By now, Dear White People is well beyond the plot of Simien's 2014 film. Season 1 stuck to the movie's narrative about a blackface party held at Winchester University, a fictional Ivy League school, taking time to explore each character's backstory and follow them before and after the offensive event. In Season 2, the characters deal with the fallout of a climactic protest that ends in chaos. Some storytellers might find the thought of divesting from familiar ground daunting, but for Simien (who first began working on the television adaptation back in 2015), the chance to take the series to new places sounded exciting. "It was liberating to move past it, and to know that I don't have to set people up. We know enough about them to go on the journey, and to move on to now."
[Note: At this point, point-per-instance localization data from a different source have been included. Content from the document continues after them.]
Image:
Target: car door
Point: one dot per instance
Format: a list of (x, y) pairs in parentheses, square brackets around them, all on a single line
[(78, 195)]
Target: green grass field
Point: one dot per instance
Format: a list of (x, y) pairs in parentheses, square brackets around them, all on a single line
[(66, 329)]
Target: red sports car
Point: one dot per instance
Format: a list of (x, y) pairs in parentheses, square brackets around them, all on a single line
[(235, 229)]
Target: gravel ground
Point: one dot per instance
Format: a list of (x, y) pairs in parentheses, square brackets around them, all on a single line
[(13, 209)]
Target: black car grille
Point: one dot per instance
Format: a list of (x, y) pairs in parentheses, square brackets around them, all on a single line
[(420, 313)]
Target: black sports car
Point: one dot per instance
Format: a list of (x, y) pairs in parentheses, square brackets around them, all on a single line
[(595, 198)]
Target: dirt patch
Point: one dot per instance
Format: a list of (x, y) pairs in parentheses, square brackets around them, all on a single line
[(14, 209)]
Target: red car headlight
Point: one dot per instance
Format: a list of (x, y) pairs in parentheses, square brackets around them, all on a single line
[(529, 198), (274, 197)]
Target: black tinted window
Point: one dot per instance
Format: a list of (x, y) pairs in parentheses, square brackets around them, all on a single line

Much has happened in the real world during the year dividing Season 1 and Season 2, of course, and because Dear White People's material explicitly engages the real world, figuring out what to weave into Season 2's fabric was a Herculean task. "The hard part is what not to include," Simien admits. "I think that the magic trick, what I feel like we pull off, is when you watch Dear White People, you feel like the show is so topical, because all these characters are just constantly articulating and talking about current events and contextualizing themselves through current events.
"But the truth is that that's a bit of a sleight of hand," he continues. "Oftentimes what the characters are talking about, they're talking about it to hide something else that the scene is actually dealing with, something else that's actually going on in the scene." One illustration of that dynamic pops up in Season 2's third chapter, as the type-A and highly accomplished Coco (Antoinette Robinson) has a tete-a-tete with her friend, Muffy (Caitlin Carver). When Muffy laments the difficulties of being a woman in 2018 America, Coco quickly and cooly reminds her of the added difficulty of being black in 2018 America. "There's a line where Coco says, 'Oh what's that bag, is that Michael Kors?' And [Muffy's] very offended by that, and she says, 'No, it's Hermès.'
"Of course, the point that Coco is trying to make is, 'Bitch, you don't really have it that bad' -- excuse my French, that's the way Coco would say it," Simien laughs. "'You don't really have it that bad, because you still have a kind of privilege.' That's what the scene is really about." Therein lies the challenge of Dear White People: Finding the underlying meaning of each scene, and deciding where it will drive the characters: "We just try to get really specific about that, and drill down to that universal story that we're telling that would work in any cultural context."